*Warning: This piece contains spoilers for episode nine of What If..?*
As much as some would’ve hoped for a purely anthological story, What If…? ends on a whimper by trying to tie in the series to the larger MCU in a way that feels strictly inconsequential. The Watcher (Jeffrey Wright) finally assembles a team of Multiversal Avengers, or in more apt terms, The Guardians of the Multiverse, to defeat Ultron (Ross Marquand). The team is comprised of Captain Carter (Hayley Atwell), T’Challa Star-Lord (Chadwick Boseman), Killmonger Black Panther (Michael B. Jordan), Party Thor (Chris Hemsworth), Doctor Strange Supreme (Benedict Cumberbatch) and Gamora (Cynthia McWilliams) who we have not seen in the show (aside from a brief cameo in the last episode) until now. She murdered Thanos (Josh Brolin) and took the Infinity Gauntlet for herself, but that episode is in season two instead of season one.
Some storylines were reshuffled due to COVID-19, but every other character on the team has had their backstories pre-established before the team-up finale. There was no reason for Gamora’s episode not to be integrated into season 1, even if it meant a slight delay, as her appearance feels more like an afterthought than a legitimately fleshed-out variation of the character.
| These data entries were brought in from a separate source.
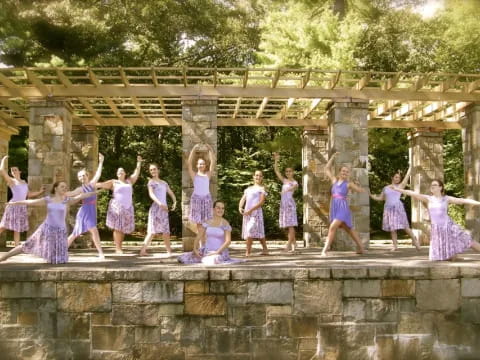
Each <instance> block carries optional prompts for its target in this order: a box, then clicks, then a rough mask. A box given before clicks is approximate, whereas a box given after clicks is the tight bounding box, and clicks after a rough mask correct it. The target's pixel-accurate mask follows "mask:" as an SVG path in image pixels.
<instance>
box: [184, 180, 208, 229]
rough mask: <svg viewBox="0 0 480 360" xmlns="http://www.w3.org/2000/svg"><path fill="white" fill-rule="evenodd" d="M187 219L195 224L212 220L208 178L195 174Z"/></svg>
mask: <svg viewBox="0 0 480 360" xmlns="http://www.w3.org/2000/svg"><path fill="white" fill-rule="evenodd" d="M188 218H189V219H190V221H191V222H193V223H196V224H201V223H204V222H205V221H207V220H210V219H211V218H213V209H212V196H211V195H210V179H209V178H208V176H200V175H198V174H196V175H195V177H194V178H193V194H192V197H191V198H190V214H189V216H188Z"/></svg>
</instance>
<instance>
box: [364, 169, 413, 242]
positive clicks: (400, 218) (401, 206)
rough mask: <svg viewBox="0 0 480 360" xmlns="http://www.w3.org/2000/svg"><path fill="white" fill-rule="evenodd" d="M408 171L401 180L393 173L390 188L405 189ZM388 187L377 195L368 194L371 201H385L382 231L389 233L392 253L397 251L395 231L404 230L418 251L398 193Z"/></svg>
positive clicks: (396, 236)
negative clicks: (373, 200)
mask: <svg viewBox="0 0 480 360" xmlns="http://www.w3.org/2000/svg"><path fill="white" fill-rule="evenodd" d="M410 170H411V169H408V171H407V173H406V174H405V177H404V178H403V180H402V175H401V174H400V172H397V173H395V175H393V176H392V183H391V184H390V186H393V187H394V188H397V189H405V186H407V183H408V179H409V177H410ZM390 186H388V185H387V186H385V187H384V188H383V189H382V192H381V193H380V194H379V195H374V194H370V197H371V198H372V199H373V200H377V201H385V205H384V207H383V219H382V230H383V231H388V232H390V236H391V237H392V244H393V247H392V251H396V250H398V241H397V230H405V232H406V233H407V234H408V235H409V236H410V238H411V239H412V245H413V246H415V247H416V248H417V250H420V244H419V243H418V239H417V238H416V237H415V235H414V234H413V231H412V230H411V229H410V224H409V222H408V218H407V213H406V212H405V207H404V206H403V203H402V201H401V200H400V196H401V194H400V193H399V192H398V191H395V190H392V189H391V188H390Z"/></svg>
We see Tony Stark (Mick Wingert) in the Hulkbuster, seemingly surviving whatever storyline he had with Gamora. Still, we won’t know the backstory behind her variation, therefore rendering any emotional connection non-existent. She’s barely in the episode and immediately gets lost in a climax that focuses too hard on Captain Carter and Doctor Strange Supreme. There are rumors that Carter will show up eventually in live-action, but that shouldn’t excuse the showrunners from making every team member feel whole and essential, just like in the live-action Avengers films.
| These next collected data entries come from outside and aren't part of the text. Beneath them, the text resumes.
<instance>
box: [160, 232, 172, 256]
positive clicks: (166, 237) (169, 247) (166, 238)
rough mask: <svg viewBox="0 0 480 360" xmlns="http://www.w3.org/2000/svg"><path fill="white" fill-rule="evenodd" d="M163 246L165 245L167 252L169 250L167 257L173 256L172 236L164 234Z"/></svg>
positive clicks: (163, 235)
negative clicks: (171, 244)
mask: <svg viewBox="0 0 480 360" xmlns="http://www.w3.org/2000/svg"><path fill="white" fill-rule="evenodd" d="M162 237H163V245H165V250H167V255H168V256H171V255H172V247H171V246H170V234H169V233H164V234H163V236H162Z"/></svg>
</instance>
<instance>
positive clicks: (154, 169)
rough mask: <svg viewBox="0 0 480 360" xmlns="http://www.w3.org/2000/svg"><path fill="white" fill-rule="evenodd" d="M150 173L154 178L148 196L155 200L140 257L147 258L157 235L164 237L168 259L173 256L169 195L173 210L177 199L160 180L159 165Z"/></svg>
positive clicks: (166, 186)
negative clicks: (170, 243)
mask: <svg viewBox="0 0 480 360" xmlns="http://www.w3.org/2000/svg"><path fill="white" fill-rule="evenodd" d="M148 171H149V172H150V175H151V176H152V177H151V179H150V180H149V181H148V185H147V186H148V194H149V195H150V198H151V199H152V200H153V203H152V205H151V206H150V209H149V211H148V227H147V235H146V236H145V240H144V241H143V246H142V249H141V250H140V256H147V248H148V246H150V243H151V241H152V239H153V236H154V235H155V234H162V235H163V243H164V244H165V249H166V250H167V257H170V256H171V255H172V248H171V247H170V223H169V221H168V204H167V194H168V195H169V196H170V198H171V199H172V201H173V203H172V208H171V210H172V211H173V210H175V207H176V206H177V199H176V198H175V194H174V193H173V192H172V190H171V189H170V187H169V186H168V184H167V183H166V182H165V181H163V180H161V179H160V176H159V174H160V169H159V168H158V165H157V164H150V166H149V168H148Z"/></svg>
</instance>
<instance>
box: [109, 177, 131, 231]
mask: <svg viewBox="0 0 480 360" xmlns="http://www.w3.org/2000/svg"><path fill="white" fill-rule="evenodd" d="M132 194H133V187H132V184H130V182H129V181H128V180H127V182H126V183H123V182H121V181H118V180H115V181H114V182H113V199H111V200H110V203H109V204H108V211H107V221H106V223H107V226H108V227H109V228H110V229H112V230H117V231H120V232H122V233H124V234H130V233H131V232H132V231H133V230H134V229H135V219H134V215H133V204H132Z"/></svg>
In the Avengers movies, every character has their time to shine, and the synergy between them all crafts the friendship behind the team. In What If…?, since every character is from a different universe, their connection feels somewhat distant. They must put all of their differences aside to defeat an enemy that could potentially cause the end of all worlds. Ross Marquand is again terrific as Ultron, but the guardians easily defeat him without an ounce of fear from the heroes. When The Watcher fought him in last week’s episode, he couldn’t believe what was happening and, for the first time, was afraid of the potential impact on the multiverse.
None of the guardians are afraid of Ultron and treat him as a minor annoyance that becomes quickly defeated once Natasha Romanoff (Lake Bell) inserts Arnim Zola’s (Toby Jones) virus inside Ultron’s eye. Without much importance, a big battle ensues, and the characters go back to their original timeline, except Killmonger and Zola. They are trapped in a pocket dimension by Doctor Strange as they are both fighting for control over the Infinity Stones.
Because of this, What If…? felt more like a backdoor pilot for other MCU animated spinoffs on Disney+ than a show with an actual endgame (pun very much intended), and director Bryan Andrews confirmed that they were developing a T’Challa Star-Lord spinoff series. Sadly, due to Chadwick Boseman’s passing, the show will never see the light of day, but the director inadvertently confirmed how What If…? opens every single door for endless spinoffs.
If every single anthological storyline came together satisfyingly, then maybe it would’ve been worth watching in the end. But since there’s no emotional cohesion between the characters and the multiple multiversal storylines they create, the show ultimately feels quite hollow and barely scratches its untapped potential. Hell, it marketed itself as a series that would “explore” the multiverse, but it seemed so laser-focus on re-hashing Infinity Saga films with minor differences. The Captain Carter bits indeed showed how unconfident the show was, as it tweaked The First Avenger and The Winter Soldier without legitimately changing both films’ stories. A new “First Avenger” would drastically change the entire MCU, but What If…? is uninterested in exploring how odd spins could potentially shift the series since none of the multiversal worlds are well-defined, except for “a multiverse of endless possibilities.” Audiences are inclined to accept everything thrown at them “because multiverse,” but that’s no explanation for how variations work within the multiverse except for lazy writing. As the films and series are ready to crack open the multiverse, here’s hoping that “because multiverse” won’t be the norm to explain everything that’s going on, and the worlds will be more fleshed-out as the franchise goes along.
If not, the MCU likely peaked at Avengers: Endgame, and everything coming after it feels more like a fun distraction than anything else. And while there was enjoyment to be found in some episodes of What If…?, the finale proved how inconsequential and weightless the series was and that Marvel Studios is better off doing a show that would genuinely benefit the animated medium, like a Marvel Zombies, for example. Now that would rule.